Once he was back behind bars, authorities began searching Potts’s forty-acre property on Alabama’s Garrett Mountain. Local rumors had long circulated that there were bodies buried around the property, and they were finally confirmed with the discovery of the remains of a nineteen-year-old man who had gone missing in 1989. The rough mountain terrain impeded their search for more bodies, but authorities believed Potts had committed as many as fifteen murders since his release from prison.
Given that the parole report warned that Pott’s was high-risk, why was he freed?
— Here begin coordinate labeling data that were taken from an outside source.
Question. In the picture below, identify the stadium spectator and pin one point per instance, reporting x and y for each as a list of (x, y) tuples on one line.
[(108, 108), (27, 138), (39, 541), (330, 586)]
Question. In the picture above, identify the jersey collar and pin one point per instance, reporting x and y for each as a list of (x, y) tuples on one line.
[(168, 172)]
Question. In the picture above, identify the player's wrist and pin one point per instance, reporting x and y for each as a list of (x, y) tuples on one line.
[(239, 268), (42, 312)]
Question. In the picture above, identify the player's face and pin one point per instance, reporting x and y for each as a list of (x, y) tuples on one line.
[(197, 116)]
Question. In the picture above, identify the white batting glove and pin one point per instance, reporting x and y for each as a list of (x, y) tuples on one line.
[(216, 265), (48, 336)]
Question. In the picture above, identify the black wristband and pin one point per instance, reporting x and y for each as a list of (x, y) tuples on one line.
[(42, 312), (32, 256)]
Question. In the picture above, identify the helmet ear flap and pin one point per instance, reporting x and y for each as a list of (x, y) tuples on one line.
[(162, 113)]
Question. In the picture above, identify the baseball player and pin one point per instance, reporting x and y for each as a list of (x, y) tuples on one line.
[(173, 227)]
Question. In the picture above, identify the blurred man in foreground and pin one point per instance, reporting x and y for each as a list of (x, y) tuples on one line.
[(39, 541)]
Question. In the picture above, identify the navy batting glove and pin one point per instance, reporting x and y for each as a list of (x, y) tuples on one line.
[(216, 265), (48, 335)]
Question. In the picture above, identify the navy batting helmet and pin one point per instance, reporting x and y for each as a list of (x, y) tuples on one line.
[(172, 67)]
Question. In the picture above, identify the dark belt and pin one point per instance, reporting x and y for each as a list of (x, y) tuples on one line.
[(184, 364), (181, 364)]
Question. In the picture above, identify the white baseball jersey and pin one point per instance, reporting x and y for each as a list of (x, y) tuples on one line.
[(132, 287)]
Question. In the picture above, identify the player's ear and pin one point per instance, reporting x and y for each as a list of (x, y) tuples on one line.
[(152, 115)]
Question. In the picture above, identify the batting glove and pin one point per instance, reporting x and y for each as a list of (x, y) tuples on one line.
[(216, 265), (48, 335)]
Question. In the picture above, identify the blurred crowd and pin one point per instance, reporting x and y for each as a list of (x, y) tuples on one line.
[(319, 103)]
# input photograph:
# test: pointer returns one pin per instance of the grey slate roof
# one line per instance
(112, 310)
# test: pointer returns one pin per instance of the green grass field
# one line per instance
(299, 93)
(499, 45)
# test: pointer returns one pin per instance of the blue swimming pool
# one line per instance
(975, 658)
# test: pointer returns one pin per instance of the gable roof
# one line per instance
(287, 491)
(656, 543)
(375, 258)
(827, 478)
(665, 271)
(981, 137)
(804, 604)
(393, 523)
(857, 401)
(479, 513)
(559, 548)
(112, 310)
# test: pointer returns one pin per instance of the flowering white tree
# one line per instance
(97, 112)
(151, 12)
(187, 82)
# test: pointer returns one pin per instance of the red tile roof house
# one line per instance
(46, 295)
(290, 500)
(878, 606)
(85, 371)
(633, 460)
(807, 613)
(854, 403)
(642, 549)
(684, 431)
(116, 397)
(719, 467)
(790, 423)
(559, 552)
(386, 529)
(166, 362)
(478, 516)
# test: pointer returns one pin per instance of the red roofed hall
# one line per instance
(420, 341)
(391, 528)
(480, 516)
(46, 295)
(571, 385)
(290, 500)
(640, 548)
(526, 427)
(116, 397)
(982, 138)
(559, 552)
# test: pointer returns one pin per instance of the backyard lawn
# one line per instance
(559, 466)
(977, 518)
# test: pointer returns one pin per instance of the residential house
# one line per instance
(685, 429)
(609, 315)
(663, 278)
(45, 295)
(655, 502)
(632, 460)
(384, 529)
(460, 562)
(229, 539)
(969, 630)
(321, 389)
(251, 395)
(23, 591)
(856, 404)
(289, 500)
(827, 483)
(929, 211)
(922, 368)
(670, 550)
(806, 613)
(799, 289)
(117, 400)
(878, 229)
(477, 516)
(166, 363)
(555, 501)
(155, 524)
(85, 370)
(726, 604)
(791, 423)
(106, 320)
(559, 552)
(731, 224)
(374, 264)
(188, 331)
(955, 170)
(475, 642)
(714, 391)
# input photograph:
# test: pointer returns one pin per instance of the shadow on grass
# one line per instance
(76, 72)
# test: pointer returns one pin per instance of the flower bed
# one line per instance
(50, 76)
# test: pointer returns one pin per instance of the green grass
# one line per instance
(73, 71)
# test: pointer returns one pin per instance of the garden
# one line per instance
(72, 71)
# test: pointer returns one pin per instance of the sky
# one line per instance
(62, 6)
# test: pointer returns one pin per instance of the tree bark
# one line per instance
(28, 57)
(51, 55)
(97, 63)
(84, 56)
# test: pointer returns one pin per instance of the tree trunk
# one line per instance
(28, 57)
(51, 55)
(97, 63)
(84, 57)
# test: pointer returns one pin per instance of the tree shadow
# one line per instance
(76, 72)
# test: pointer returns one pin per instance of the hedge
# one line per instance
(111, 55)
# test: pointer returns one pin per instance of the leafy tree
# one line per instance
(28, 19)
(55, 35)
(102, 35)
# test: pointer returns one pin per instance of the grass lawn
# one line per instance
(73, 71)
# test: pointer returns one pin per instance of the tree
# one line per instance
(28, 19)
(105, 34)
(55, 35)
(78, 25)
The Anti-Drug Abuse Act, passed in 1986, dramatically expanded mandatory minimum sentences for drug offences, including marijuana possession. The act was a gift to violent criminals and sex offenders, who were often granted early release to make room for convicted drug users. Frank Potts was one such beneficiary, allowing him to enjoy a six-year killing spree.
From education to nutrition and healthcare, this series has looked at how individuals are better positioned to make decisions regarding their well-being than bureaucrats and politicians, but this doesn’t mean that people never make poor choices. Substance abuse certainly reflects poor personal choices, and many people look to the State to prevent it. But even policies meant to save people from their own reckless decisions, such as the War on Drugs, often cause more harm than they prevent.
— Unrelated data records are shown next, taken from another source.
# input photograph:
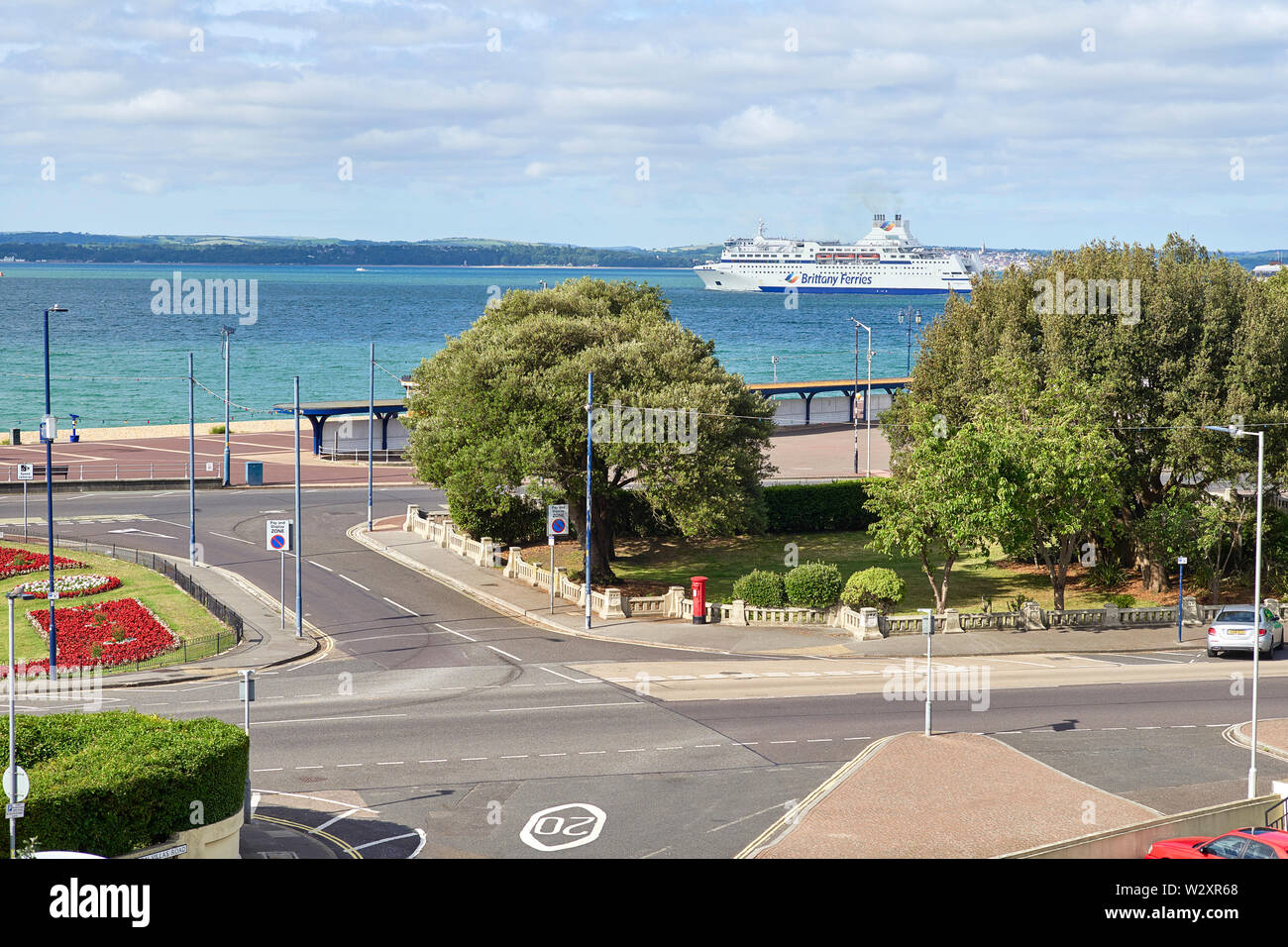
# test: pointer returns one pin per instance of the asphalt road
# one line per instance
(441, 728)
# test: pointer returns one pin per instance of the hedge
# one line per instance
(507, 518)
(117, 781)
(818, 506)
(760, 589)
(812, 585)
(874, 587)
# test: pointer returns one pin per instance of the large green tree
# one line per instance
(1206, 344)
(930, 506)
(1051, 482)
(502, 407)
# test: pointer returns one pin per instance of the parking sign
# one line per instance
(279, 535)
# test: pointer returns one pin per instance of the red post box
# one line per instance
(699, 599)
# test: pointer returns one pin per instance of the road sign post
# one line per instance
(927, 629)
(278, 540)
(557, 525)
(26, 474)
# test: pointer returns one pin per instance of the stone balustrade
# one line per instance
(863, 624)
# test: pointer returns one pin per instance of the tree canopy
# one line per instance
(502, 408)
(1160, 342)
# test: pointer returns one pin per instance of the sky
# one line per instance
(649, 124)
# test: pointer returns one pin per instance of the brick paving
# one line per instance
(953, 795)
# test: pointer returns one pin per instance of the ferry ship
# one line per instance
(889, 260)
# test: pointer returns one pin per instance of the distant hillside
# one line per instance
(452, 252)
(447, 252)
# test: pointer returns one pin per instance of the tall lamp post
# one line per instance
(48, 432)
(867, 398)
(13, 686)
(1256, 598)
(909, 316)
(227, 331)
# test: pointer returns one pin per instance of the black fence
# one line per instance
(192, 648)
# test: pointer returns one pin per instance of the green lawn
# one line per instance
(184, 616)
(673, 560)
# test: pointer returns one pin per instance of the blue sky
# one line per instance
(648, 124)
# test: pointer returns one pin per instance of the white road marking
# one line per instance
(575, 681)
(456, 633)
(381, 841)
(398, 605)
(235, 539)
(323, 719)
(563, 706)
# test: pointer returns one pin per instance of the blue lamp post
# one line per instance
(48, 432)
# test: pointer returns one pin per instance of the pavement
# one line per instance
(165, 458)
(953, 795)
(532, 604)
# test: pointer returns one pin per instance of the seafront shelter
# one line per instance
(828, 410)
(321, 411)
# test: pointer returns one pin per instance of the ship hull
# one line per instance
(842, 282)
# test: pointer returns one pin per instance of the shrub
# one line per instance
(1106, 575)
(117, 781)
(874, 587)
(761, 589)
(507, 518)
(818, 506)
(812, 585)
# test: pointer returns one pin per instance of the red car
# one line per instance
(1241, 843)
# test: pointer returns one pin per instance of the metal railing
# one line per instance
(101, 471)
(191, 648)
(1282, 818)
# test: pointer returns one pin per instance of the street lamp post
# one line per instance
(13, 825)
(1256, 599)
(227, 331)
(867, 398)
(909, 316)
(48, 433)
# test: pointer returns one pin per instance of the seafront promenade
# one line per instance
(161, 454)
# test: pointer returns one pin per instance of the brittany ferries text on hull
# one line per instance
(889, 260)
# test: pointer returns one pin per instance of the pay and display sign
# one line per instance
(279, 535)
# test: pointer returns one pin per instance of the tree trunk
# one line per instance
(600, 534)
(1153, 574)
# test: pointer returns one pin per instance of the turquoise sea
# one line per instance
(115, 361)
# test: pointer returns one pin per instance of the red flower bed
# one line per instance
(121, 631)
(20, 562)
(72, 586)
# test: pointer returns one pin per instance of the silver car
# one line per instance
(1233, 629)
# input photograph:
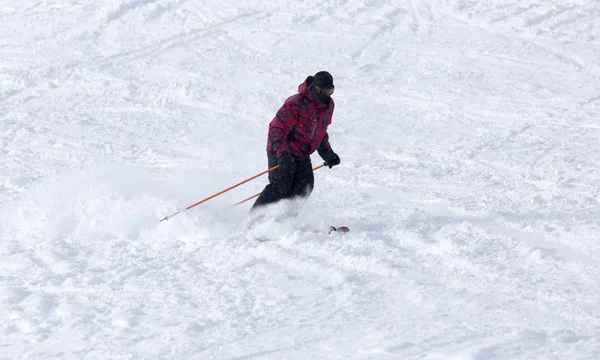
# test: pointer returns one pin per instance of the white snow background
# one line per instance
(469, 133)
The fentanyl crisis reveals another way that prohibitionist policies have exacerbated the problems they were designed to prevent. Economist Mark Thornton has shown that one unintended consequence of drug prohibition is an increase in potency, by creating an incentive for smugglers to maximize the street value of their product while minimizing its size. This phenomenon, known as the Iron Law of Prohibition, played out during alcohol prohibition, as rumrunners found it more cost effective to smuggle moonshine than beer.
Fentanyl, a synthetic opioid, is only the most recent—and most deadly—manifestation of the Iron Law of Prohibition. Fentanyl is now linked to nearly all overdose deaths, as drug dealers mix it with black market heroin, cocaine, and amphetamines. By contrast, legal intoxicants, such as alcohol and tobacco—though still dangerous—remain fentanyl free.
We all want our loved ones to make good choices, but when they don’t, we hope they can recover and learn from their mistakes. The War on Drugs has failed in its efforts to protect people from making bad decisions, but it has made those mistakes far deadlier, and it has allowed innocent bystanders to become collateral damage along the way.